A: “Yes, absolutely, I do think there’s a way creative minds can look at the situation. I think both sides can show a little more empathy toward one another and come up with a solution that allows owners and clubs because they’re not created equal; they all don’t have the same wealth. The debt’s different from club to club, so not every team’s circumstance are going to be the same.
“From the players’ perspective, I think there would be, I would assume, and I don’t want to put words in their mouths, a great sense to understand and sympathize with that and agree to defer their contracts as well as listen to other solutions that the owners might present that allow players to receive something else in return for their actual payment.
“A couple of ideas: lifetime healthcare. These players are going to be non-players for a very long time. It might be enticing for players to be offered some type of health benefits for them and their families, and that would come with value.
“Players might be willing to give up a portion of their salaries today to guarantee that in the future.
“For the highest-paid players, some might be willing to take a percentage of the franchise in terms of equity in return for the payment he would lose, the millions the player would lose in a season or two if this continues and the gate’s affected over the course of two years.
“I think there are solutions, but it’s going to require both parties to kind of erase the slate as to what we’ve seen publicly, maybe erase the slate and look at what they can do for the other party to get them on the field.”
Q: Are you concerned that because we’ve heard so much from both sides that they’re dug in, and might not be able to find a way out?
A: “I don’t think it’s ever stopped them in the past. Having been in that world for nearly 20 years, that’s why our focus from a communications perspective, the advice to players, even though we had no gag orders, our suggestion to players was always, don’t take this fight publicly.
“Keep the focus on the field, communicate your love, desire and passion for the game and take the business issues and disagreements behind closed doors because at the end of the day, that’s where the players have the leverage.
“The public isn’t going to decide this one way or the other.
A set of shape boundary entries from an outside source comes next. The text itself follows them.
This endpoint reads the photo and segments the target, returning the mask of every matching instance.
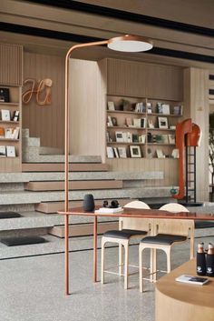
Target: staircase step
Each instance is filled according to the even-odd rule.
[[[111,204],[112,199],[108,199],[109,204]],[[133,199],[130,198],[117,198],[118,202],[120,203],[121,206],[123,206],[125,204],[131,202]],[[103,200],[95,200],[96,206],[102,206]],[[72,201],[69,202],[69,208],[77,207],[83,206],[83,200],[80,201]],[[57,213],[64,207],[64,202],[42,202],[35,206],[35,210],[37,212],[42,212],[45,214],[53,214]]]
[[[109,166],[102,163],[70,163],[70,172],[105,172]],[[23,172],[63,172],[64,163],[24,163]]]
[[[63,149],[56,147],[40,146],[39,155],[63,155]]]
[[[122,181],[70,181],[70,190],[85,189],[112,189],[122,188]],[[64,182],[29,182],[24,183],[24,189],[28,191],[62,191]]]
[[[33,153],[28,153],[27,151],[24,153],[23,156],[24,163],[64,163],[63,155],[39,155],[36,151],[36,147],[29,147],[33,151],[35,150],[35,155]],[[70,163],[102,163],[102,157],[96,155],[69,155]]]
[[[102,234],[108,230],[118,230],[118,222],[98,223],[97,233]],[[48,232],[52,236],[64,237],[64,226],[54,226]],[[93,234],[93,224],[80,224],[69,226],[69,236],[85,236]]]

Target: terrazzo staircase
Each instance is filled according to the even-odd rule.
[[[40,139],[23,132],[23,173],[0,174],[0,211],[16,211],[23,216],[0,220],[0,238],[9,236],[40,235],[49,242],[9,248],[0,245],[0,258],[40,255],[63,251],[59,237],[63,237],[63,217],[57,211],[63,208],[64,156],[58,149],[40,146]],[[46,155],[45,153],[51,153]],[[146,187],[145,183],[162,179],[162,172],[111,172],[100,156],[69,156],[70,206],[81,206],[85,194],[92,193],[96,205],[103,199],[118,199],[123,206],[131,199],[170,197],[169,187]],[[71,236],[92,234],[92,217],[70,218]],[[117,228],[117,220],[99,220],[99,233]],[[51,234],[51,235],[50,235]],[[84,238],[83,237],[83,238]],[[80,239],[83,239],[82,237]],[[59,245],[60,244],[60,245]],[[87,241],[80,242],[88,248]],[[79,248],[79,246],[77,246]]]

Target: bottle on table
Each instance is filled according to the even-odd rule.
[[[209,243],[207,254],[207,276],[214,276],[214,246]]]
[[[199,243],[198,245],[198,251],[196,256],[196,266],[198,276],[206,276],[206,256],[204,253],[204,244]]]

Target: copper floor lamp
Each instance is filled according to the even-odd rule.
[[[97,41],[87,44],[80,44],[73,45],[67,52],[65,57],[65,137],[64,137],[64,212],[68,213],[69,205],[69,58],[71,54],[78,48],[107,45],[110,49],[122,52],[141,52],[152,48],[152,43],[150,39],[139,35],[122,35],[109,40]],[[69,295],[69,215],[65,215],[64,221],[64,238],[65,238],[65,293]],[[94,258],[96,260],[96,257]],[[94,276],[96,282],[96,276]]]

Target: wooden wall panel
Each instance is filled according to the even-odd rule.
[[[0,84],[23,85],[23,46],[0,44]]]
[[[23,128],[29,128],[31,136],[40,137],[41,145],[63,149],[64,58],[24,53],[24,79],[51,78],[53,87],[51,105],[38,105],[34,96],[28,105],[23,104]]]
[[[189,115],[202,132],[200,145],[196,149],[197,201],[209,201],[209,71],[186,69],[184,88]]]
[[[144,186],[178,186],[178,160],[172,158],[113,158],[106,159],[110,169],[122,172],[163,171],[163,179],[145,180]]]
[[[70,152],[99,155],[105,149],[105,94],[96,62],[71,59]]]

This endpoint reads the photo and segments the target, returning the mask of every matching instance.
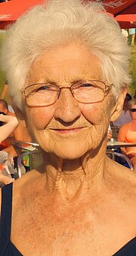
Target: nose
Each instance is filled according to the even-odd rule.
[[[56,102],[54,118],[60,119],[64,122],[72,122],[81,115],[79,103],[73,96],[70,90],[63,88]]]

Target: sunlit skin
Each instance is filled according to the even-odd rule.
[[[47,79],[60,87],[77,79],[107,83],[98,58],[79,43],[41,55],[26,86]],[[125,93],[116,103],[110,90],[101,103],[83,104],[66,88],[51,106],[24,102],[43,163],[14,182],[11,241],[23,255],[110,256],[134,237],[131,171],[106,155],[109,122],[119,116]]]
[[[69,87],[77,79],[107,82],[98,58],[84,46],[71,44],[58,46],[37,58],[29,74],[26,85],[50,81],[60,87]],[[102,171],[106,160],[103,156],[105,149],[98,151],[100,145],[103,149],[107,144],[113,104],[114,97],[111,92],[100,103],[85,104],[79,103],[69,89],[63,89],[59,99],[51,106],[26,108],[29,130],[32,131],[36,141],[49,153],[48,157],[50,156],[51,158],[53,154],[54,159],[56,156],[57,170],[55,163],[55,175],[58,170],[63,172],[62,175],[65,170],[75,170],[75,175],[79,169],[78,179],[82,179],[88,172],[88,165],[91,164],[92,169],[95,166],[95,173],[100,161]],[[54,163],[52,165],[51,172]],[[89,170],[88,175],[93,176],[94,173],[90,173]],[[70,179],[72,183],[71,174]]]

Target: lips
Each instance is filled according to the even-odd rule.
[[[76,133],[80,131],[83,128],[70,128],[70,129],[51,129],[52,131],[57,131],[57,133],[60,134],[72,134]]]

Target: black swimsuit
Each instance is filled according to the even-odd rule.
[[[23,256],[11,242],[11,211],[12,183],[2,188],[0,256]],[[136,256],[136,237],[129,241],[113,256]]]

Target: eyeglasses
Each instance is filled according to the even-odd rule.
[[[28,106],[46,106],[54,104],[62,89],[69,89],[73,96],[82,103],[94,103],[104,100],[111,88],[100,81],[78,81],[70,87],[58,87],[50,83],[34,84],[27,86],[21,93]]]
[[[131,112],[136,112],[136,109],[130,109]]]

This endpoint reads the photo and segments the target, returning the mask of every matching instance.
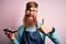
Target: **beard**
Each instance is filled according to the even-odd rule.
[[[37,24],[36,16],[31,14],[25,14],[23,19],[23,24],[25,26],[34,26]]]

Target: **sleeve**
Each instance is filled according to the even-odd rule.
[[[12,44],[20,44],[21,43],[21,37],[22,37],[22,32],[23,32],[23,28],[20,26],[18,29],[18,37],[15,40],[12,41]],[[21,33],[21,34],[20,34]]]
[[[53,32],[52,33],[47,33],[46,34],[51,40],[52,42],[54,42],[55,44],[61,44],[61,38],[59,38],[59,35],[58,33],[56,32],[55,28],[53,28]]]

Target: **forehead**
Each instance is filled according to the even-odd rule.
[[[30,8],[30,10],[37,10],[37,8]]]

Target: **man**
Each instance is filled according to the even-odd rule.
[[[37,7],[38,4],[33,1],[26,3],[23,25],[19,26],[18,38],[14,33],[6,33],[12,44],[45,44],[45,36],[48,36],[55,44],[59,44],[55,28],[46,25],[44,19],[42,22],[37,21]]]

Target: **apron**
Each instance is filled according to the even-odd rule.
[[[35,32],[28,32],[24,28],[21,44],[43,44],[40,32],[37,30]]]

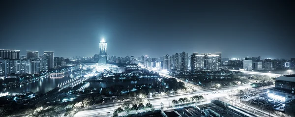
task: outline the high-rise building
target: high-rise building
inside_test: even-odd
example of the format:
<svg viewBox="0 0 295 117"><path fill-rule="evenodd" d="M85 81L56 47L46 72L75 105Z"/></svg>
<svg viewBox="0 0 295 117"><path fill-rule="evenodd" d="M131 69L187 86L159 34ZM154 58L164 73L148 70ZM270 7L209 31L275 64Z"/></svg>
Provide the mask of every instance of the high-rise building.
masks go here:
<svg viewBox="0 0 295 117"><path fill-rule="evenodd" d="M130 58L129 57L126 56L124 58L124 62L125 63L130 64Z"/></svg>
<svg viewBox="0 0 295 117"><path fill-rule="evenodd" d="M20 50L0 49L0 58L19 59Z"/></svg>
<svg viewBox="0 0 295 117"><path fill-rule="evenodd" d="M252 58L253 59L253 58ZM252 59L253 60L253 59ZM255 61L252 62L252 68L255 70L262 70L262 62L257 61L255 60Z"/></svg>
<svg viewBox="0 0 295 117"><path fill-rule="evenodd" d="M99 55L95 54L93 57L93 61L95 63L98 63L98 59L99 58Z"/></svg>
<svg viewBox="0 0 295 117"><path fill-rule="evenodd" d="M291 69L295 68L295 58L291 58L290 60L290 67Z"/></svg>
<svg viewBox="0 0 295 117"><path fill-rule="evenodd" d="M166 55L163 57L163 69L171 70L171 57Z"/></svg>
<svg viewBox="0 0 295 117"><path fill-rule="evenodd" d="M54 68L54 52L44 51L44 58L47 59L48 69Z"/></svg>
<svg viewBox="0 0 295 117"><path fill-rule="evenodd" d="M36 58L38 58L39 52L37 51L27 51L27 59Z"/></svg>
<svg viewBox="0 0 295 117"><path fill-rule="evenodd" d="M243 68L247 70L252 70L252 60L250 58L245 58L243 60Z"/></svg>
<svg viewBox="0 0 295 117"><path fill-rule="evenodd" d="M27 59L27 55L21 55L20 58L21 59Z"/></svg>
<svg viewBox="0 0 295 117"><path fill-rule="evenodd" d="M30 61L30 73L38 74L40 72L40 61L37 59L32 59Z"/></svg>
<svg viewBox="0 0 295 117"><path fill-rule="evenodd" d="M259 62L260 61L260 57L258 57L257 58L252 57L252 60L253 62Z"/></svg>
<svg viewBox="0 0 295 117"><path fill-rule="evenodd" d="M220 65L221 65L221 63L222 63L222 61L221 61L221 59L222 59L221 58L221 53L215 53L215 55L218 55L218 67L220 67Z"/></svg>
<svg viewBox="0 0 295 117"><path fill-rule="evenodd" d="M39 70L40 71L47 71L48 70L48 60L45 58L38 58L40 62Z"/></svg>
<svg viewBox="0 0 295 117"><path fill-rule="evenodd" d="M141 57L141 63L143 64L145 60L145 57L143 55Z"/></svg>
<svg viewBox="0 0 295 117"><path fill-rule="evenodd" d="M0 59L0 76L10 74L27 74L31 73L30 63L29 60Z"/></svg>
<svg viewBox="0 0 295 117"><path fill-rule="evenodd" d="M180 68L181 70L187 70L187 66L188 64L188 54L183 52L180 54Z"/></svg>
<svg viewBox="0 0 295 117"><path fill-rule="evenodd" d="M219 69L220 63L221 63L221 59L219 59L221 55L207 55L207 59L206 60L206 65L205 68L208 70L218 70Z"/></svg>
<svg viewBox="0 0 295 117"><path fill-rule="evenodd" d="M66 66L64 58L62 57L54 58L54 67L56 68L63 67Z"/></svg>
<svg viewBox="0 0 295 117"><path fill-rule="evenodd" d="M181 57L178 53L172 55L172 69L179 70L180 70Z"/></svg>
<svg viewBox="0 0 295 117"><path fill-rule="evenodd" d="M191 70L208 69L218 70L221 63L221 53L193 53L191 56Z"/></svg>
<svg viewBox="0 0 295 117"><path fill-rule="evenodd" d="M112 57L111 57L110 62L111 63L117 63L117 57L116 56L112 56Z"/></svg>
<svg viewBox="0 0 295 117"><path fill-rule="evenodd" d="M262 68L265 70L273 70L271 59L265 59L262 60Z"/></svg>
<svg viewBox="0 0 295 117"><path fill-rule="evenodd" d="M101 68L107 67L107 43L103 38L99 42L99 58L98 66Z"/></svg>

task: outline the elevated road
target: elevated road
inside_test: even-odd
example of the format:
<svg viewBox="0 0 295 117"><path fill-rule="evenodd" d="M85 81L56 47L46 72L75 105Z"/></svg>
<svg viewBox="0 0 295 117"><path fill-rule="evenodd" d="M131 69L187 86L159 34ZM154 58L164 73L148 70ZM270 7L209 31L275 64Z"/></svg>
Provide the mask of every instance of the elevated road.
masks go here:
<svg viewBox="0 0 295 117"><path fill-rule="evenodd" d="M239 71L243 72L245 74L255 74L255 75L266 75L272 77L279 77L280 76L283 76L284 75L279 74L273 74L271 73L261 73L256 71L244 71L244 70L234 70L234 69L229 69L229 70L231 71Z"/></svg>

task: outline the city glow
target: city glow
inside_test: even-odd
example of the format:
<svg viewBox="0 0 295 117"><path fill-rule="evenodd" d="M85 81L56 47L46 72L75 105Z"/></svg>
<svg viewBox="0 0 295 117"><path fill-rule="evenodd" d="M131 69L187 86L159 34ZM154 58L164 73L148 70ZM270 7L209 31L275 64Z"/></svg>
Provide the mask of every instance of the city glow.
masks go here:
<svg viewBox="0 0 295 117"><path fill-rule="evenodd" d="M286 98L285 98L284 97L275 95L273 93L268 93L267 94L267 96L268 96L269 97L270 97L270 98L272 98L274 99L276 99L276 100L280 100L280 101L281 101L283 102L285 102L286 101Z"/></svg>

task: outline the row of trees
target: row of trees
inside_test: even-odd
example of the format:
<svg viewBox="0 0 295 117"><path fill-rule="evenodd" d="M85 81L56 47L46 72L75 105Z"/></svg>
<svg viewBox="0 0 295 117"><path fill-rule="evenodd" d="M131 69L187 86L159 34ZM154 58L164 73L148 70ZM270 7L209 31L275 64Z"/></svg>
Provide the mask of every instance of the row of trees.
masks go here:
<svg viewBox="0 0 295 117"><path fill-rule="evenodd" d="M189 102L200 102L204 100L204 97L201 95L195 95L194 96L191 97L190 98L190 99L189 99L186 97L184 97L180 98L178 99L178 100L174 99L172 100L172 104L173 104L174 105L177 105L178 104L185 104Z"/></svg>

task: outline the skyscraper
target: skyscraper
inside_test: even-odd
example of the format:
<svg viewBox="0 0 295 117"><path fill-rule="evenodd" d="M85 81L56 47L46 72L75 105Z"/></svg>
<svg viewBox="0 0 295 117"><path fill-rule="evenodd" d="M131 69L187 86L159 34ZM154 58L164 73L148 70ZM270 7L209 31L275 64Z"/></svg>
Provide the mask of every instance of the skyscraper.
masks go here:
<svg viewBox="0 0 295 117"><path fill-rule="evenodd" d="M19 59L20 50L0 49L0 58Z"/></svg>
<svg viewBox="0 0 295 117"><path fill-rule="evenodd" d="M27 51L27 59L38 58L38 53L37 51Z"/></svg>
<svg viewBox="0 0 295 117"><path fill-rule="evenodd" d="M248 70L252 70L252 60L250 58L245 58L243 60L243 68Z"/></svg>
<svg viewBox="0 0 295 117"><path fill-rule="evenodd" d="M48 69L53 69L54 67L54 52L44 51L44 58L47 59Z"/></svg>
<svg viewBox="0 0 295 117"><path fill-rule="evenodd" d="M102 38L99 42L99 57L98 58L98 66L101 68L107 67L107 42Z"/></svg>
<svg viewBox="0 0 295 117"><path fill-rule="evenodd" d="M171 70L171 57L166 55L163 58L163 69Z"/></svg>
<svg viewBox="0 0 295 117"><path fill-rule="evenodd" d="M180 70L187 70L187 64L188 63L188 54L185 52L183 52L180 54Z"/></svg>
<svg viewBox="0 0 295 117"><path fill-rule="evenodd" d="M180 54L178 53L172 55L172 69L180 70L181 63L181 57Z"/></svg>
<svg viewBox="0 0 295 117"><path fill-rule="evenodd" d="M54 57L54 67L62 67L66 66L64 58L62 57Z"/></svg>

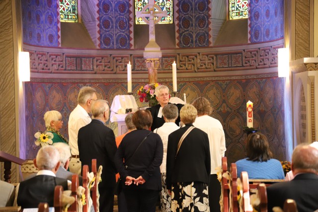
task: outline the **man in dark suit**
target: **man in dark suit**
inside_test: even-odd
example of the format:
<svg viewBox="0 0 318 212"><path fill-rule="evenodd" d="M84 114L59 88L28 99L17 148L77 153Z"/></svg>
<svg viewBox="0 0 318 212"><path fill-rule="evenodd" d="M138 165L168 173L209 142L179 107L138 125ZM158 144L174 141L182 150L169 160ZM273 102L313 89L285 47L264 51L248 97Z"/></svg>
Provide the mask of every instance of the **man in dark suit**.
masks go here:
<svg viewBox="0 0 318 212"><path fill-rule="evenodd" d="M116 173L114 158L117 147L114 132L105 126L109 117L107 101L99 99L91 107L94 117L91 122L80 129L78 135L80 158L82 166L88 165L91 170L91 160L96 159L97 168L103 167L102 181L98 185L99 210L112 212Z"/></svg>
<svg viewBox="0 0 318 212"><path fill-rule="evenodd" d="M37 208L40 203L53 207L55 186L61 185L68 190L68 182L55 176L60 167L60 154L55 147L45 146L40 149L34 165L39 169L37 175L20 183L17 203L22 209Z"/></svg>
<svg viewBox="0 0 318 212"><path fill-rule="evenodd" d="M287 199L294 200L299 212L318 209L318 149L309 145L296 146L292 157L295 178L275 183L267 188L268 211L275 206L283 208Z"/></svg>
<svg viewBox="0 0 318 212"><path fill-rule="evenodd" d="M169 88L166 85L159 85L156 88L155 90L155 94L156 98L158 101L158 104L155 105L147 109L151 113L153 116L153 124L151 126L151 131L163 125L165 122L161 111L162 108L169 103L169 99L170 98L170 94L169 94ZM182 104L174 104L178 108L178 111L180 112L180 110L183 106ZM175 120L175 124L179 126L180 122L180 116L178 116L178 118Z"/></svg>

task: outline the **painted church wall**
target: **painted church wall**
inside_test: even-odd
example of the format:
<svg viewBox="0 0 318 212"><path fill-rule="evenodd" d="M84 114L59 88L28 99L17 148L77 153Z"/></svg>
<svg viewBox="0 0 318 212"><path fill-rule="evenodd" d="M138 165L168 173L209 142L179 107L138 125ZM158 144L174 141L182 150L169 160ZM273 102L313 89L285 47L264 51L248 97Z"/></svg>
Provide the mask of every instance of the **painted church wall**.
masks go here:
<svg viewBox="0 0 318 212"><path fill-rule="evenodd" d="M164 50L158 71L158 81L172 90L172 64L177 65L179 95L186 93L187 101L204 96L214 110L212 116L220 121L226 135L226 154L235 162L245 155L246 102L254 102L254 128L268 138L275 158L285 155L283 81L277 77L277 49L283 40L269 43L213 49ZM267 46L265 46L267 45ZM134 96L139 107L137 91L148 82L142 55L135 51L63 50L25 45L30 53L32 79L25 84L26 115L28 126L26 144L28 158L33 157L38 147L34 134L43 131L44 114L59 111L64 127L61 133L68 138L70 113L77 105L79 89L95 87L98 97L111 104L116 95L127 93L126 67L133 65ZM64 53L61 53L64 51ZM142 53L142 51L141 51ZM173 52L176 52L173 51ZM182 98L182 97L181 97ZM116 123L108 126L117 130Z"/></svg>
<svg viewBox="0 0 318 212"><path fill-rule="evenodd" d="M61 46L59 1L22 0L23 42L37 46Z"/></svg>

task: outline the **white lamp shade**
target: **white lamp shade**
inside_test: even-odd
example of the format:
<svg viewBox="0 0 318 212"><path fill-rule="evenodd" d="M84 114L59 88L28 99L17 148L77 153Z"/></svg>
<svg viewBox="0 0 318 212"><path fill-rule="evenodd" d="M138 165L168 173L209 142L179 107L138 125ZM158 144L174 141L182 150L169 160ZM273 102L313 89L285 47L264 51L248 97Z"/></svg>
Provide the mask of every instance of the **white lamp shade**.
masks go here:
<svg viewBox="0 0 318 212"><path fill-rule="evenodd" d="M278 49L278 77L289 75L289 48Z"/></svg>
<svg viewBox="0 0 318 212"><path fill-rule="evenodd" d="M28 52L19 52L19 79L30 81L30 55Z"/></svg>

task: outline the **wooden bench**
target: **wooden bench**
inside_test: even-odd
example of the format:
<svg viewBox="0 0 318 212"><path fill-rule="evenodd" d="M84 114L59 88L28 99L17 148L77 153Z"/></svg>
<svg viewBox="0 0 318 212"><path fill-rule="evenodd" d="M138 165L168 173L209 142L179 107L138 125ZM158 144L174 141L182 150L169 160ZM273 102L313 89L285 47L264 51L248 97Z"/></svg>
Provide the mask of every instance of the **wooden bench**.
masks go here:
<svg viewBox="0 0 318 212"><path fill-rule="evenodd" d="M47 203L41 203L38 207L38 212L49 212L49 204Z"/></svg>
<svg viewBox="0 0 318 212"><path fill-rule="evenodd" d="M90 190L92 192L91 199L93 201L93 206L94 206L95 212L97 212L97 205L99 204L97 204L97 190L98 188L97 187L98 183L96 180L97 172L97 162L96 159L93 159L91 160L91 171L94 173L94 176L95 177L95 179L94 186L90 188Z"/></svg>
<svg viewBox="0 0 318 212"><path fill-rule="evenodd" d="M83 177L82 185L82 186L85 188L85 198L86 205L83 206L83 212L88 212L89 200L88 200L88 197L90 197L89 190L88 189L88 185L87 185L88 182L88 178L87 177L87 172L89 171L88 166L87 165L84 165L83 166L83 170L82 171L82 175Z"/></svg>

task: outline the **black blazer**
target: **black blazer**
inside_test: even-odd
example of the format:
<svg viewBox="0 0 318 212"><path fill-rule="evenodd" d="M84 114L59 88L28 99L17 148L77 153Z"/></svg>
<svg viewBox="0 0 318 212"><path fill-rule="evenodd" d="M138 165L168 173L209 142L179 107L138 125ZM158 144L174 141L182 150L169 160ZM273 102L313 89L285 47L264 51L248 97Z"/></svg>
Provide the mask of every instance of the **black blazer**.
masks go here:
<svg viewBox="0 0 318 212"><path fill-rule="evenodd" d="M194 128L185 137L176 157L180 139L192 124L186 124L171 133L168 139L166 163L167 189L172 183L201 182L209 184L211 172L208 134Z"/></svg>
<svg viewBox="0 0 318 212"><path fill-rule="evenodd" d="M37 175L20 183L17 203L22 209L38 208L40 203L48 203L53 207L55 186L62 185L64 191L68 190L68 181L65 179L50 175Z"/></svg>
<svg viewBox="0 0 318 212"><path fill-rule="evenodd" d="M282 209L287 199L295 200L299 212L313 212L318 209L318 175L300 174L289 182L275 183L267 188L269 212L275 206Z"/></svg>
<svg viewBox="0 0 318 212"><path fill-rule="evenodd" d="M100 121L93 119L79 131L78 144L82 170L84 165L88 165L91 172L91 160L96 159L97 170L99 165L103 166L98 187L114 187L117 171L114 157L117 147L113 131Z"/></svg>
<svg viewBox="0 0 318 212"><path fill-rule="evenodd" d="M151 133L132 158L135 150L149 133ZM136 178L141 176L146 183L138 186L133 184L129 186L124 185L124 189L161 190L160 165L163 154L162 141L157 134L147 130L136 130L125 136L115 156L115 163L120 177L124 183L127 176ZM128 161L127 169L124 166L123 159Z"/></svg>
<svg viewBox="0 0 318 212"><path fill-rule="evenodd" d="M171 104L169 103L168 104ZM183 105L182 104L174 104L178 108L178 111L179 111L179 114L180 114L180 110L183 107ZM155 105L151 107L148 108L147 110L148 110L151 112L151 115L153 116L153 124L151 126L151 131L154 131L156 129L159 128L160 127L163 125L163 124L165 122L163 117L161 118L158 117L158 113L159 113L159 109L161 106L160 104ZM178 118L175 120L175 124L179 126L179 123L180 122L180 115L178 116Z"/></svg>

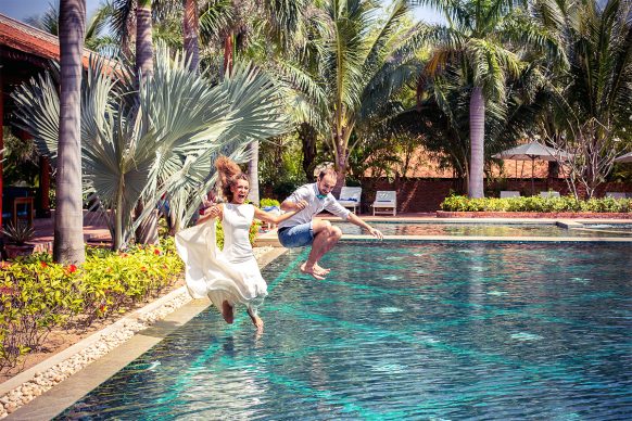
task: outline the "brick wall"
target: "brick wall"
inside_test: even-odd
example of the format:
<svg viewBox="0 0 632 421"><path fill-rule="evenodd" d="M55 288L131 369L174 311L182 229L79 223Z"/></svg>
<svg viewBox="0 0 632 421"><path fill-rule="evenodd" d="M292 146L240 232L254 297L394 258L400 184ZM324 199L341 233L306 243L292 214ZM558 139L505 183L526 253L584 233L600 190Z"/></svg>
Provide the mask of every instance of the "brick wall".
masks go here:
<svg viewBox="0 0 632 421"><path fill-rule="evenodd" d="M459 181L453 178L413 178L413 179L364 179L362 180L362 213L371 212L370 204L375 201L376 191L395 190L397 192L397 212L417 213L435 212L450 191L458 191ZM569 194L570 191L564 179L535 179L534 191L554 190L561 195ZM517 190L522 195L531 195L530 179L505 179L503 182L492 184L485 191L488 196L497 196L501 190ZM628 192L632 193L632 184L628 183L605 183L597 190L597 197L604 196L606 192Z"/></svg>

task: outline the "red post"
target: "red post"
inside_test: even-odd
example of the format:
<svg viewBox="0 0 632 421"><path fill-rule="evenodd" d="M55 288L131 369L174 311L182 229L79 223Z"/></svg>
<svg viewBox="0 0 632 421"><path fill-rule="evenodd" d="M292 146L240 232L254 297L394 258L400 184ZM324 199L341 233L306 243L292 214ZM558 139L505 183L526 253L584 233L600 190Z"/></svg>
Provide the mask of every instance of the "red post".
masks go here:
<svg viewBox="0 0 632 421"><path fill-rule="evenodd" d="M2 179L3 167L2 167L2 149L4 149L4 91L2 89L2 69L0 68L0 193L4 189L4 182ZM2 227L2 194L0 194L0 227Z"/></svg>

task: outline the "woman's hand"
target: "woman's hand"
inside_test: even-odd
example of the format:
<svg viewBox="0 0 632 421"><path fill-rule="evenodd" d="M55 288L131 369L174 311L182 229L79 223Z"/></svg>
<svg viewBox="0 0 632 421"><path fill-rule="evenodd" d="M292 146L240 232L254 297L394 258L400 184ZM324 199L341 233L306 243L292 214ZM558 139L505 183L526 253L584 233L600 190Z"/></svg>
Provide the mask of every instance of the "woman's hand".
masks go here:
<svg viewBox="0 0 632 421"><path fill-rule="evenodd" d="M217 205L213 205L204 210L204 216L208 218L217 218L219 215L222 215L222 210Z"/></svg>

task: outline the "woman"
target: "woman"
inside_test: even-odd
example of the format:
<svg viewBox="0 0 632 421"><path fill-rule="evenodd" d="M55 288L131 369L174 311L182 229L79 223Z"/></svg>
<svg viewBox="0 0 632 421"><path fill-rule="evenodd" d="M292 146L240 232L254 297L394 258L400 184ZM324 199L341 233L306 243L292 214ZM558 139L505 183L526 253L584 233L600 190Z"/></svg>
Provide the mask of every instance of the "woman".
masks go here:
<svg viewBox="0 0 632 421"><path fill-rule="evenodd" d="M225 156L215 166L228 203L208 207L195 227L176 235L178 253L187 265L187 286L193 298L208 296L228 323L232 323L235 306L244 304L253 324L261 331L263 320L257 308L267 295L267 284L252 253L250 227L253 218L278 224L295 212L274 215L245 204L250 186L239 166ZM223 251L217 250L215 242L215 218L222 220L224 229Z"/></svg>

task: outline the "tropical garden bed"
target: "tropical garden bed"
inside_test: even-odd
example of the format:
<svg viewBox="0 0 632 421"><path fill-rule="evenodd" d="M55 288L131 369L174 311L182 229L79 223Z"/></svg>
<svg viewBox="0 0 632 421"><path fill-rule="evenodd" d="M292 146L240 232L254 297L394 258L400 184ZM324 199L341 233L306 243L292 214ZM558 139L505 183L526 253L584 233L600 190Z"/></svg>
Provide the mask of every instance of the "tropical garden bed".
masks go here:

It’s going to be up to the players and the owners to decide this. Despite the rancor, when they get behind closed doors, it can get hot and intense behind those closed doors, but at some point in time, you hope for a watershed moment or breakthrough in the negotiations and then everybody’s tension is released a little bit, and they can start to focus on something tangible that makes sense for both parties and they can get to a mutually agreed upon resolution to the issue at hand.
“I don’t think the public rancor will hold them up from making the right agreement, but I think at this stage, I think it’s clear the owners have no interest in playing unless the players are going to play at a drastically reduced discount, and for obvious reason, the players just can’t do that.”
Q: The public never seems to sympathize with the players in any labor dispute but, because of the pandemic, could this time be different? Could players bend because of public opinion?
A: “I don’t think so. The players always want to play. They understand their responsibility to the fans, and they understand the fans’ desire to see them play, and they also get for the most part that fans are never going to side with them because in the fans’ minds, they’re getting paid to play a child’s game.
“But it’s big business. It’s tremendous business. All of the players or most of the players understand that this is a big business and decisions made today will have an impact a year from now, 10 years from now, and I don’t think the players would be swayed by public opinion to compromise on what they’ve fought so hard for for 50 years and lose that for the future.
“It might be able to resolve something in the short term, but what detrimental impact would it have for future generations of players? I don’t think that any generation of players wants to leave the game worse off for future generations of players.
“At the end of the day, the players want to play, and just like the owners, it has to make sense.”